Bien que certains passages feraient plus l’usage de la comédie dramatique. L’intrigue du chien qui vient quotidiennement aboyer sous la fenêtre, est un bon exemple. La mère de famille essaie de trouver tous les subterfuges pour arriver à enrayer le mal (être) face à ce chien. Et ce n’est pas tout, car juste cette mini intrigue ne fait pas un film. Pour appuyer davantage la chronique sur cette mère de famille, le réalisateur va plus loin dans la comédie. Avec le lave linge, ou encore avec l’enseignante de langue chinoise, etc… Tout est prétexte à amener de la bonne humeur dans cette chronique légère.

Je parle de légèreté car le cinéaste brésilien va aussi du côté de la romance. Même si les histoires d’amour ne sont pas énormément développer, c’est pour mieux les contempler. La lenteur du propos dans ces romances accentue la sensualité de leur déroulement. Ici, ce sont encore les esprits et le coeur des personnages qui parlent. Le corps n’est que très peu mis à l’épreuve, ou même décortiqué. Au final, on a l’impression de voir un western. Avec toutes ces intrigues (pouvoir, espace fermé, luttes de territoire, …), on dirait un soap opera filmé par John Carpenter.
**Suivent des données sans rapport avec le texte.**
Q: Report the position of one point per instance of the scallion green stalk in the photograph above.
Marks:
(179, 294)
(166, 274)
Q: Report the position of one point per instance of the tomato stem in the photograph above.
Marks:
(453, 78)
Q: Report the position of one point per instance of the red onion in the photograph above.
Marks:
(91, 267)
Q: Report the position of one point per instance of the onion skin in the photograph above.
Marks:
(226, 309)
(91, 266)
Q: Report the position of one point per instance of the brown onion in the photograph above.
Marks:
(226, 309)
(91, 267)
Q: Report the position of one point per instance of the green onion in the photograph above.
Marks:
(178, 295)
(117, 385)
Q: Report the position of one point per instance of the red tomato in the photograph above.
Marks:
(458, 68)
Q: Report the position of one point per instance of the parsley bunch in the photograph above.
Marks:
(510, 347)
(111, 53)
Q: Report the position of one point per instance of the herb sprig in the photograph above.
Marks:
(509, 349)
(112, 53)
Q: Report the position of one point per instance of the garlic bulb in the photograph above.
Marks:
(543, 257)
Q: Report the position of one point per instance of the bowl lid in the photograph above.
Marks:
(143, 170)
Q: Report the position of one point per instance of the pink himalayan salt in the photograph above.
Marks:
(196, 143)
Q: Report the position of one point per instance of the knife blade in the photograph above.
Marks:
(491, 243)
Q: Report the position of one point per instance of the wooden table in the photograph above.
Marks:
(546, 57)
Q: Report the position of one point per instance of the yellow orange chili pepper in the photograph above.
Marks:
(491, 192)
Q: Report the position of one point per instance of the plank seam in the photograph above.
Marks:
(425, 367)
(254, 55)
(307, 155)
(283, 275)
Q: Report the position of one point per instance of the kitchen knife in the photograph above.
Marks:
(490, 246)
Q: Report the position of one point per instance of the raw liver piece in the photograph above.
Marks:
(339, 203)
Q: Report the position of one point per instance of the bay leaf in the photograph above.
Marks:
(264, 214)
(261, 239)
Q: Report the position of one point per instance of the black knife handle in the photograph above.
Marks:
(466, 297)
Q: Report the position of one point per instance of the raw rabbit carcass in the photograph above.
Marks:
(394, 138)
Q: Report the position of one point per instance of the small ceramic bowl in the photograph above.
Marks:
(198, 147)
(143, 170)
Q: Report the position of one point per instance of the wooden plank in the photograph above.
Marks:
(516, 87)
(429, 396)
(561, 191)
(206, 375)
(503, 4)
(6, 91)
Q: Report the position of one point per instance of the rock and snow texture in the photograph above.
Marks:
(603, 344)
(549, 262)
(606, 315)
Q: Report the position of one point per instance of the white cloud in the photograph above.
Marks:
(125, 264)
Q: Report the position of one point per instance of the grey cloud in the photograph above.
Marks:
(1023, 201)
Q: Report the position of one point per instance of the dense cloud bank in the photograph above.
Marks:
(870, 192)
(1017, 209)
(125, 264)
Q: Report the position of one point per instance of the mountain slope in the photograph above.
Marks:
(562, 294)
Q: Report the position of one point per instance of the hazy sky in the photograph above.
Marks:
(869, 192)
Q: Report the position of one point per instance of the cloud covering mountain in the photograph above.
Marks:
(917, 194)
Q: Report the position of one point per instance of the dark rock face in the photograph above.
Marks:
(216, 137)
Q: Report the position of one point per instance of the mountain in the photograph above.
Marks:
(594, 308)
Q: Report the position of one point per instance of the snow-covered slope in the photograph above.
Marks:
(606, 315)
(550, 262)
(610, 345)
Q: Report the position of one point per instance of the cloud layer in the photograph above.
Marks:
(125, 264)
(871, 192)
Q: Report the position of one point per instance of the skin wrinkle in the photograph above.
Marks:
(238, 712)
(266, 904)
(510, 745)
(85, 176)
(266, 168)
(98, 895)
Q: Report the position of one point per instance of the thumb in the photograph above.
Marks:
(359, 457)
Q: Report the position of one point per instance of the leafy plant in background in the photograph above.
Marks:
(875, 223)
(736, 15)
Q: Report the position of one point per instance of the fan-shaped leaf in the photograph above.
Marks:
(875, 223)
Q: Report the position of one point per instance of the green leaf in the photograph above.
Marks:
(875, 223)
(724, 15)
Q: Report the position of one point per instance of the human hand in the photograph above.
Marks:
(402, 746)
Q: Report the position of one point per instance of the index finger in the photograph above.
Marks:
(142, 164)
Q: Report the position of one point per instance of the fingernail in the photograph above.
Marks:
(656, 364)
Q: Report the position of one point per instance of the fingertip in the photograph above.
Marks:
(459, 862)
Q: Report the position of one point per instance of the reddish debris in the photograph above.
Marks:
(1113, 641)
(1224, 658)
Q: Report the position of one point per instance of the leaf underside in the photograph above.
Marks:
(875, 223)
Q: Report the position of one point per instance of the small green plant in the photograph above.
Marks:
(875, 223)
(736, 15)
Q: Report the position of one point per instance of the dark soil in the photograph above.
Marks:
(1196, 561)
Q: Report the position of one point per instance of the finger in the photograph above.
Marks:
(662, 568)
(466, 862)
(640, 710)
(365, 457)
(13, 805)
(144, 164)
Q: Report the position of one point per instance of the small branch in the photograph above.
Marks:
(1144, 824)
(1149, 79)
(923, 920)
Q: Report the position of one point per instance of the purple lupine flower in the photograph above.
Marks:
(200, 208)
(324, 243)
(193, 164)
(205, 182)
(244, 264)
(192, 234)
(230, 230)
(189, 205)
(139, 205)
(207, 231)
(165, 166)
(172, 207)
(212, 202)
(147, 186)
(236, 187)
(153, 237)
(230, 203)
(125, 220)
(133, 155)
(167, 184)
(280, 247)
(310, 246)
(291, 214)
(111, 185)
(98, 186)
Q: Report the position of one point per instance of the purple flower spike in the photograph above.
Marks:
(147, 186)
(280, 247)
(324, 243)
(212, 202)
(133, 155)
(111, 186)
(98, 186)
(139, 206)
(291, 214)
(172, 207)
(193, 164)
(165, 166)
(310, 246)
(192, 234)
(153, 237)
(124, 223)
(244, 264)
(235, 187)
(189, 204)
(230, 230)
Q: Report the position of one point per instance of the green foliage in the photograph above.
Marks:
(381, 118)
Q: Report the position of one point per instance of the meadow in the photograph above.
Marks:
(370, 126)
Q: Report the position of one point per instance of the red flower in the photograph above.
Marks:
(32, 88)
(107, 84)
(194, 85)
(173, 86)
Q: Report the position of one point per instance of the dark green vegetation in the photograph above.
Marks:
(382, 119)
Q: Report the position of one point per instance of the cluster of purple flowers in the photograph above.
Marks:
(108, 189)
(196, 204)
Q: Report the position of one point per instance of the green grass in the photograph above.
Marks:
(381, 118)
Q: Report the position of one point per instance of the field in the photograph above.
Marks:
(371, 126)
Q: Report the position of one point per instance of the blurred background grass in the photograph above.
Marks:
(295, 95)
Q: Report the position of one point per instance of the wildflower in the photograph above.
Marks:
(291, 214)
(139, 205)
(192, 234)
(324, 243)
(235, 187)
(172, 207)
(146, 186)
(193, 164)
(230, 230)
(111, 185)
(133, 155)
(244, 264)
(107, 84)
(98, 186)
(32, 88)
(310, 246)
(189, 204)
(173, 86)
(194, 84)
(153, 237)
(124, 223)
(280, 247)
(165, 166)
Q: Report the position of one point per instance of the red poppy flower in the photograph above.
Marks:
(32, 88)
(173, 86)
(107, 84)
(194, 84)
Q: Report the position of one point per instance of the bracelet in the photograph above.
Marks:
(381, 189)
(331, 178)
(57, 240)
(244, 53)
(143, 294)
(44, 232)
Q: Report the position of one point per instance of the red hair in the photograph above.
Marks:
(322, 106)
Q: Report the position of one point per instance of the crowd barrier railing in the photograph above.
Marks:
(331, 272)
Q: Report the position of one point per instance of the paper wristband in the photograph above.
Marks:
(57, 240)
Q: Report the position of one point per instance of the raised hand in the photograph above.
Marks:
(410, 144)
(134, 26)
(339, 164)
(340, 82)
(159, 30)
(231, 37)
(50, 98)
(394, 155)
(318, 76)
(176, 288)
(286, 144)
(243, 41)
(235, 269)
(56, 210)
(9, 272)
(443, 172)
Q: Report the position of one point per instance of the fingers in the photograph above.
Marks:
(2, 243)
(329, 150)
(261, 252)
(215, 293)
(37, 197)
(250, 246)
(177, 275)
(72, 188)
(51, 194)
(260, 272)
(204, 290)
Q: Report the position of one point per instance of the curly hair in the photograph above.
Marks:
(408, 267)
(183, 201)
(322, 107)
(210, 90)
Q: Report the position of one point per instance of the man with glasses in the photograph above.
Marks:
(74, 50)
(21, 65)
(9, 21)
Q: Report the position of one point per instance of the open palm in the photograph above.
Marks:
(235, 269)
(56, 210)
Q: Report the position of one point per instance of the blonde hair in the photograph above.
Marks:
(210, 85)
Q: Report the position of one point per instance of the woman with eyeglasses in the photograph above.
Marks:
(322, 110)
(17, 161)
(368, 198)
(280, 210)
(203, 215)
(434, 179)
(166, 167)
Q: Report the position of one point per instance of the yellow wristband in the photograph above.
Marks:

Tout est sujet à l’angoisse. Le cinémascope du réalisateur s’adapte bien à sa réalisation. Cette manière de cadrer les immeubles : comme un puzzle horizontal alors que tout (immeubles comme personnages) évoluent à la verticale. C’est une peur de l’extérieur, une peur du bouleversement. Du coup, le film a ses aspects d’ombre qui apparaissent assez souvent, ces visages marqués d’inquiétudes ainsi que ces pas en douceurs. Le film gagne alors à être implicite. Car on ne sait jamais si on doit se placer dans le thriller ou dans l’onirisme féodal. En fin de compte, le film joue sur les deux plans.

Car le son est aussi là pour nous induire en erreur. Encore mieux, le travail sur le son est binaire. Je vous rassure, c’est un compliment pour le film. Quand la femme avance avec sa voiture, et écrase le ballon d’un enfant sur le trottoir : elle ne l’entend pas, et nous non plus. Car elle est enfermée dans sa voiture sécurisée. Quand il s’agit de gros plans ou du chien, le son est monté à haute fréquence. Tous ces détails sonores vont se perdre dans les achats DVD et Bluray. Tout ce boulot sur le son, on le sent très bien, fut un très long travail. On comprend que le réalisateur brésilien a passé beaucoup de temps à prendre du son d’ambiance, pour créer une identité au quartier. Et ainsi venir renforcer l’esprit dans lequel vivent les habitants du quartier.

C’est tout l’avantage du son dans un film. Comme ici, il permet de créer une bulle dans laquelle s’enferme les personnages. Ainsi, une identité et une ambiance sont créées. Mais le cinéaste brésilien fera beaucoup plus. Avec ses trois intrigues parallèles (toutes reliées par l’espace, l’insécurité, la paranoïa et l’esthétique), il crée plusieurs autres bulles. Celles où les personnages vivent. Et cela permet au spectateur de venir au plus près des personnages. De toute évidence l’un des meilleurs films de cette année 2014.